Ketamine is turning out to provide windows of hope into the future for people who have struggled and seen only darkness for months or years. Some of these patients have not benefited from psychiatric medications or even from electroconvulsive therapy (ECT). Some of these patients were contemplating suicide and were relieved almost instantly of the desire to end their lives. They feel hopeful again. They feel motivated again. And the relief from a single dose of ketamine can last for weeks. This opens up the possibility that those who were hostage to nearly unbearable suffering could have the weight lifted from their shoulders by seeing a doctor for a weekly dose, or even a dose every two weeks.
It is possible that experiencing a period of well-being for a week might be enough, in and of itself, to give patients hope and keep them moving toward recovery.
I have been impressed enough about ketamine to call on the FDA to fast-track its approval as an antidepressant.
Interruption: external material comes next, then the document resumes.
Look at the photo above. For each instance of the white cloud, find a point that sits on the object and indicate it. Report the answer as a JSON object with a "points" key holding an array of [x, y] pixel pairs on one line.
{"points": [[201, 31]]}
And I have recently also begun—in partnership with an internal medicine physician—administering ketamine to patients with depression who have not responded well to one or more antidepressants. The results have been extremely good—sometimes, astounding.
Insight oriented psychotherapy must always be part of the formula for a full and lasting recovery from depression and anxiety. But ketamine—with its ability to actually increase brain connectivity—may, indeed, be another part of that formula.